As I was debugging something recently, an instruction popped up that seemed a little incongruous:

lea 0x0(%edi,%eiz,1),%edi

Now this is an interesting instruction on a few levels. Firstly, %eiz is a psuedo-register that simply equates to zero somewhat like MIPS r0; I don't think it is really in common usage. But when you look closer, this instruction is a fancy way of doing nothing. It's a little clearer in Intel syntax mode:

lea    edi,[edi+eiz*1+0x0]

So we can see that this is using scaled indexed addressing mode to load into %edi the value in %edi plus 0 * 1 with an offset of 0x0; i.e. put the value of %edi into %edi, i.e. do nothing. So why would this appear?

What we can see from the disassembley is that this single instruction takes up an impressive 7 bytes:

8048489:    8d bc 27 00 00 00 00    lea    edi,[edi+eiz*1+0x0]

Now, compare that to a standard nop which requires just a single byte to encode. Thus to pad out 7 bytes of space would require 7 nop instructions to be issued, which is a significantly slower way of doing nothing! Let's investigate just how much...

Below is a simple program that does nothing in a tight-loop; firstly using nops and then the lea do-nothing method.

#include <stdio.h>
#include <stdint.h>
#include <time.h>

typedef uint64_t cycle_t;

static inline cycle_t
i386_get_cycles(void)
{
        cycle_t result;
        __asm__ __volatile__("rdtsc" : "=A" (result));
        return result;
}

#define get_cycles i386_get_cycles

int main() {

    int i;
    uint64_t t1, t2;

    t1 = get_cycles();

    /* nop do nothing */
    while (i < 100000) {
        __asm__ __volatile__("nop;nop;nop");
        i++;
    }
    t2 = get_cycles();
    printf("%ld\n", t2 - t1);

    i = 0;
    t1 = get_cycles();

    /* lea do-nothing */
    while (i < 100000) {
        __asm__ __volatile__("lea 0x0(%edi,%eiz,1),%edi");
        i++;
    }

    t2 = get_cycles();
    printf("%ld\n", t2 - t1);
}

Firstly, you'll notice that rather than the 7-bytes mentioned before, we're comparing 3-byte sequences. That's because the lea instruction ends up encoded as:

8048388:       8d 3c 27                lea    (%edi,%eiz,1),%edi

When you hand-code this instruction, you can't actually convince the assembler to pad out those extra zeros for the zero displacement because it realises it doesn't need them, so why would it waste the space! So, how did they get in there in the original disassembley? If gas is trying to align something by padding, it has built-in sequences for the most efficient way of doing that for different sizes (you can see it in i386_align_code of gas/config/tc-i386.c which adds the extra 4 bytes in directly).

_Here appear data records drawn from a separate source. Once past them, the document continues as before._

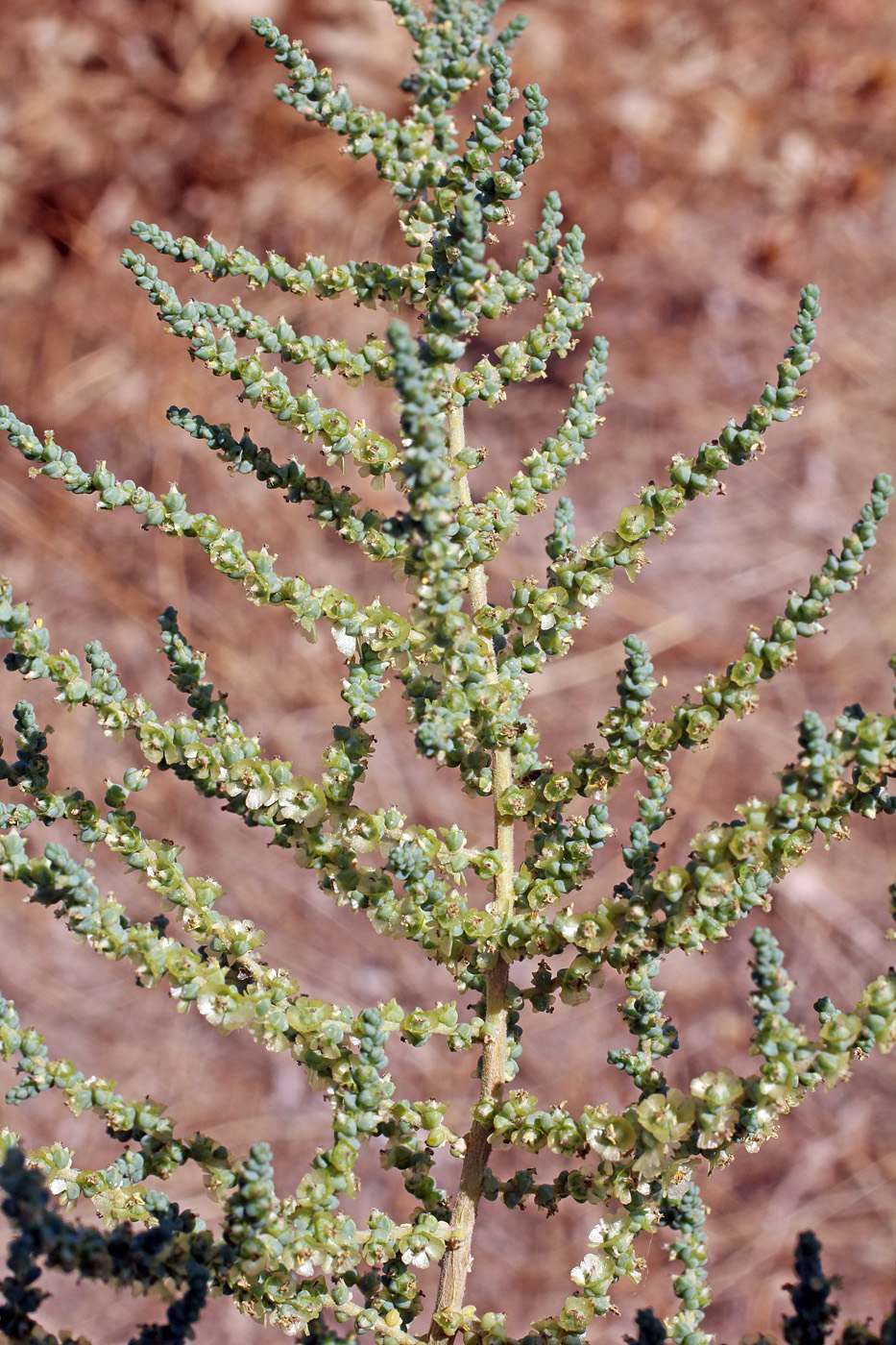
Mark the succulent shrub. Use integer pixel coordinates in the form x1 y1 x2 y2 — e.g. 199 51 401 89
0 0 896 1345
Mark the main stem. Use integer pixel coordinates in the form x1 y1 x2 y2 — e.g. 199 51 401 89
429 407 516 1345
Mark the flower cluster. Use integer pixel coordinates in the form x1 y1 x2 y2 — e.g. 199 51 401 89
0 0 896 1345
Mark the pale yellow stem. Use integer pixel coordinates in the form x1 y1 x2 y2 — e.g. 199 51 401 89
429 395 516 1345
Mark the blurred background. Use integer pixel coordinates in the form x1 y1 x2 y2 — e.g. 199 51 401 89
0 0 896 1345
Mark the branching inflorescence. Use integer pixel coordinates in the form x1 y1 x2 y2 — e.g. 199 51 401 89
0 0 896 1345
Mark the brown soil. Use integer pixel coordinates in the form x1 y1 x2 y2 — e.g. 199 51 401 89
0 0 896 1345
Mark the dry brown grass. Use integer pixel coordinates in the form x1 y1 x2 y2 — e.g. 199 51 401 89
0 0 896 1345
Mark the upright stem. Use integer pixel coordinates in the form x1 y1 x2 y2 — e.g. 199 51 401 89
429 407 516 1345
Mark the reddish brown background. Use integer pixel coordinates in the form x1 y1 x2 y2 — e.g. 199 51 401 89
0 0 896 1345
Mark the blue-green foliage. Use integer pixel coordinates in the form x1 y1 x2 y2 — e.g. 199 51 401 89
0 0 896 1345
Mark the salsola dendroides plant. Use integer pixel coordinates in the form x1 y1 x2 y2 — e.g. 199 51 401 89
0 0 896 1345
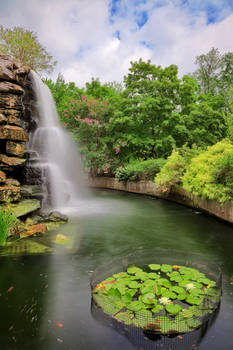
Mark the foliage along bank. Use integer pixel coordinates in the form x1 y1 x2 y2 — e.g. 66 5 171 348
47 49 233 202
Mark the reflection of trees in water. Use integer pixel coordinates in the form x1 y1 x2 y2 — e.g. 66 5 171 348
0 255 50 350
91 299 220 350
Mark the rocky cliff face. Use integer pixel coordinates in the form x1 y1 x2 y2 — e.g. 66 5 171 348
0 53 33 202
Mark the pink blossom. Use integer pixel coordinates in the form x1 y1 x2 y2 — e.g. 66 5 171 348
115 145 120 154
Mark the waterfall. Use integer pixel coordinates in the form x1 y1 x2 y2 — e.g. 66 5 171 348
29 71 84 212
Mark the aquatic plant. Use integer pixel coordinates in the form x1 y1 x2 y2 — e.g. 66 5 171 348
92 264 221 334
0 208 18 246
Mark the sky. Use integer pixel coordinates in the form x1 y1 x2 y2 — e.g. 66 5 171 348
0 0 233 87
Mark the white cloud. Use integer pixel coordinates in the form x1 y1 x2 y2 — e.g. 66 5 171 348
0 0 233 86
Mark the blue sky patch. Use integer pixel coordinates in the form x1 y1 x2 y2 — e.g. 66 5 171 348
140 40 153 50
113 30 121 40
109 0 122 23
135 11 148 28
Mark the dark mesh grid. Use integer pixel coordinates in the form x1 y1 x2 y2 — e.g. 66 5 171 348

Anyway, we can build and test this out (note you need the special -mindex-reg flag passed to gas to use the %eiz syntax):

$ gcc -O3 -Wa,-mindex-reg  -o wait wait.c
$ ./wait
300072
189945

So, if you need 3-bytes of padding in your code for some reason, it's ~160% slower to pad out 3-bytes with no-ops rather than a single larger instruction (at least on my aging Pentium M laptop).

So now you can rest easy knowing that even though your code is doing nothing, it is doing it in the most efficient manner possible!